Granola is the easiest thing to make! Simply mix all the ingredients together, spread onto a baking sheet and bake...it’s really that simple! I have other granola recipes on my blog but, now that I have to reduce the oxalate in my diet (due to reoccurring kidney stones), the nuts most often used to make granola are extremely high in oxalates and are no longer an option (almonds are the worst!). I love sprinkling granola on my homemade yogurt, eating it as a snack or even as breakfast cereal, so I was perplexed as to how I could still have granola without the oxalates...thus this recipe was born! Macadamia nuts are moderate oxalate, but when you divide the amount called for into 12 servings, you’re really getting very little.
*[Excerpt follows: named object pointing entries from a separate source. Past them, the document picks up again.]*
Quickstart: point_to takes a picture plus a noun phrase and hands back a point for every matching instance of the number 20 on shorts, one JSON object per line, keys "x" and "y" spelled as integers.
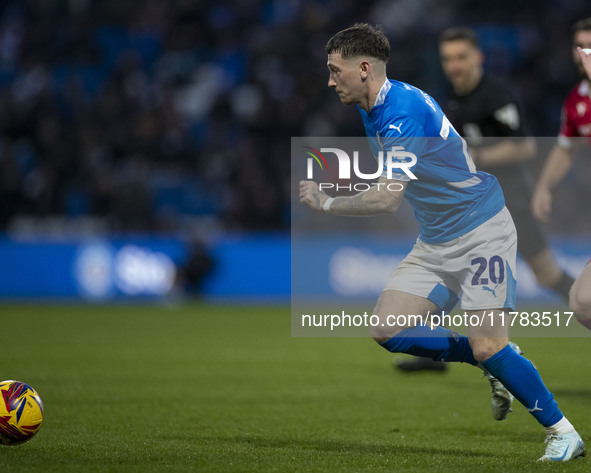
{"x": 495, "y": 273}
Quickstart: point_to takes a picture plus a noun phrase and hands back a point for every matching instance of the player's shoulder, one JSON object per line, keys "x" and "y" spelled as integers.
{"x": 407, "y": 100}
{"x": 580, "y": 91}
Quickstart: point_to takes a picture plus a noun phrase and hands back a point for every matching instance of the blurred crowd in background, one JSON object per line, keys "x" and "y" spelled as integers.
{"x": 168, "y": 116}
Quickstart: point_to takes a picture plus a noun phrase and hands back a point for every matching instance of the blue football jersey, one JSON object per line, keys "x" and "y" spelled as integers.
{"x": 449, "y": 196}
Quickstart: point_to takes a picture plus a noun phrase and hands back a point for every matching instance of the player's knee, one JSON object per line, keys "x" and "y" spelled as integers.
{"x": 484, "y": 348}
{"x": 382, "y": 332}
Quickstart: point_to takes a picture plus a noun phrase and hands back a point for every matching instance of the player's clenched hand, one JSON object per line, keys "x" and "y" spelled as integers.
{"x": 311, "y": 195}
{"x": 541, "y": 204}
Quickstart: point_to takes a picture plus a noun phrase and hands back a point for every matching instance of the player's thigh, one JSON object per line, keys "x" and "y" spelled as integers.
{"x": 484, "y": 261}
{"x": 580, "y": 294}
{"x": 398, "y": 310}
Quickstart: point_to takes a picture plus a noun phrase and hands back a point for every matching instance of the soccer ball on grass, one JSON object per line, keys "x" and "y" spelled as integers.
{"x": 21, "y": 412}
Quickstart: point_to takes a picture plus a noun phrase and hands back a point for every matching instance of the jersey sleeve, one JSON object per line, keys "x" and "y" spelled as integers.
{"x": 402, "y": 142}
{"x": 567, "y": 126}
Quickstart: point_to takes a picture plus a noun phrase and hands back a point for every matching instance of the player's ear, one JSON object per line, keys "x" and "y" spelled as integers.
{"x": 364, "y": 69}
{"x": 481, "y": 57}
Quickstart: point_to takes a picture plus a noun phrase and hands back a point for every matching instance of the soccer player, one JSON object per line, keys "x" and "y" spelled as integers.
{"x": 467, "y": 244}
{"x": 480, "y": 107}
{"x": 576, "y": 122}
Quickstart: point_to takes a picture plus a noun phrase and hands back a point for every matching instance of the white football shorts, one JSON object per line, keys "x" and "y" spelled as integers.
{"x": 478, "y": 268}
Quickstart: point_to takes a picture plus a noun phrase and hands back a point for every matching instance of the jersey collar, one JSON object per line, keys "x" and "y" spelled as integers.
{"x": 383, "y": 92}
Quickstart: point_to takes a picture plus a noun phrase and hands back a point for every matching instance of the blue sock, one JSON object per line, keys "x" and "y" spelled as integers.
{"x": 522, "y": 380}
{"x": 438, "y": 344}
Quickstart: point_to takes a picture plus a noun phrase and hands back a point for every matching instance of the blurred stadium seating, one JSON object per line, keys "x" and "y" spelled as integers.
{"x": 174, "y": 118}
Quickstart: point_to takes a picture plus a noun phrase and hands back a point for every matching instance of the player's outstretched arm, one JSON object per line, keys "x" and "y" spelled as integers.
{"x": 383, "y": 197}
{"x": 557, "y": 166}
{"x": 586, "y": 60}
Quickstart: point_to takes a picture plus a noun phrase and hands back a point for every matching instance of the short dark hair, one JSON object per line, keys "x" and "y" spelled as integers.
{"x": 581, "y": 25}
{"x": 360, "y": 39}
{"x": 460, "y": 33}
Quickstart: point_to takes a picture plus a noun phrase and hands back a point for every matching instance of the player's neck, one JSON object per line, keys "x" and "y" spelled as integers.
{"x": 373, "y": 88}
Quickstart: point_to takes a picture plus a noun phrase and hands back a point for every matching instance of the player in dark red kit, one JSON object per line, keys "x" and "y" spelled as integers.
{"x": 576, "y": 122}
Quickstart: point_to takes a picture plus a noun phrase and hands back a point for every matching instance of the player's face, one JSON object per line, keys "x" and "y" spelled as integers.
{"x": 461, "y": 63}
{"x": 344, "y": 77}
{"x": 583, "y": 40}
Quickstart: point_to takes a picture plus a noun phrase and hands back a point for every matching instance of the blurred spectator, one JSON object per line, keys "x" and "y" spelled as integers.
{"x": 144, "y": 112}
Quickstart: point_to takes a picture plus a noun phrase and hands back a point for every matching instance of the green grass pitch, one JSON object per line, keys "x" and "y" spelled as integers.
{"x": 227, "y": 389}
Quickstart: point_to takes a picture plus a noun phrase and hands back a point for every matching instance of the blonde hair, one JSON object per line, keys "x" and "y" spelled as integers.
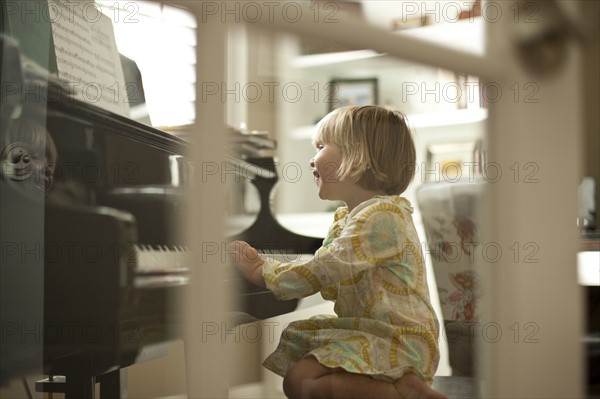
{"x": 378, "y": 151}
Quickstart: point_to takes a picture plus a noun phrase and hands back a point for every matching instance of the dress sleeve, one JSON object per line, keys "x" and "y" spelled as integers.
{"x": 374, "y": 237}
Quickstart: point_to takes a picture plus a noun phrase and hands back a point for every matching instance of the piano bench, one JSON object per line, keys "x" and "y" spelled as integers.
{"x": 54, "y": 384}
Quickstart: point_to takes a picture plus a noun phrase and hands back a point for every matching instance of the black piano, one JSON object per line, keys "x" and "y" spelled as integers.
{"x": 115, "y": 205}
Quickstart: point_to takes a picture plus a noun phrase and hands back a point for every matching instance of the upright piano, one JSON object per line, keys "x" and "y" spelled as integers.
{"x": 115, "y": 206}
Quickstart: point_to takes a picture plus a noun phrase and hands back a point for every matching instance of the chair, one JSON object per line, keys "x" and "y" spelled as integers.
{"x": 450, "y": 213}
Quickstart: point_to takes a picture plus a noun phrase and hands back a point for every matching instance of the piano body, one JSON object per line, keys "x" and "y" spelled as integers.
{"x": 116, "y": 202}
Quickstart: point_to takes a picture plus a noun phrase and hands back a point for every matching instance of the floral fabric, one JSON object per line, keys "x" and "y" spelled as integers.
{"x": 372, "y": 267}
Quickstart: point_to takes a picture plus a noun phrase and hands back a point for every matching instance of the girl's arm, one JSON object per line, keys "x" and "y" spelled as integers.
{"x": 249, "y": 262}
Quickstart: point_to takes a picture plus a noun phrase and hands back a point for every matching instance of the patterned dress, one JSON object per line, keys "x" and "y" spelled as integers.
{"x": 372, "y": 266}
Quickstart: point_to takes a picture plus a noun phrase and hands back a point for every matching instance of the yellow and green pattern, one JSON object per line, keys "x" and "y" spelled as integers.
{"x": 372, "y": 267}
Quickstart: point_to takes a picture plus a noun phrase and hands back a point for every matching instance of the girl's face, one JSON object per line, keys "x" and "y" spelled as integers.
{"x": 325, "y": 165}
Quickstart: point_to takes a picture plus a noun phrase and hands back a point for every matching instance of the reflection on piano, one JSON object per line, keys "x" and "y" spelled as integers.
{"x": 113, "y": 268}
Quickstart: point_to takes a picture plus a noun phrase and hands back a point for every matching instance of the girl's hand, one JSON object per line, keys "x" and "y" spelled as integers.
{"x": 249, "y": 262}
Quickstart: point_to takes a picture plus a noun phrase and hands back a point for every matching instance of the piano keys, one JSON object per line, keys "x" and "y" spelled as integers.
{"x": 118, "y": 270}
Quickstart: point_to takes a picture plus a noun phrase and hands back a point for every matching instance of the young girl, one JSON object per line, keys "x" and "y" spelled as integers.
{"x": 383, "y": 342}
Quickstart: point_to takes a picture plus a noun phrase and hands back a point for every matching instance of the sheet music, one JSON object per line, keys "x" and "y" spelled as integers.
{"x": 87, "y": 55}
Pumpkin seeds, sunflower seeds and coconut are all low oxalate. The other trick is to use cinnamon extract, not ground cinnamon which is shockingly high in oxalate. The result is an excellent and delicious granola that I can feel good about eating!
Low Carb, Low Oxalate Maple Cinnamon Granola
Makes 12 servings (1/4 cup each)
1-1/2 cups unsweetened shredded coconut
1/3 cup pumpkin seeds (pepitas)
1/3 cup sunflower seeds
1/2 cup macadamia nuts, roughly chopped
1/4 cup flaxseed meal
1/2 teaspoon ground ginger
A pinch of salt
1 egg white
2-3 tablespoons granulated erythritol sweetener, to your taste
2 tablespoons sugar free maple syrup
1/2 teaspoon vanilla or pumpkin spice extract
3/4 teaspoon cinnamon extract, or to taste
2 tablespoons coconut oil, melted
1. Preheat the oven to 350 degrees F. Place all of the coconut, pumpkin seeds, sunflower seeds and macadamia nuts in a food processor and pulse until coarsely chopped and the mixture has the texture of oatmeal. Place the mixture into a large bowl and add the flaxseed meal, ginger and salt. Stir to combine.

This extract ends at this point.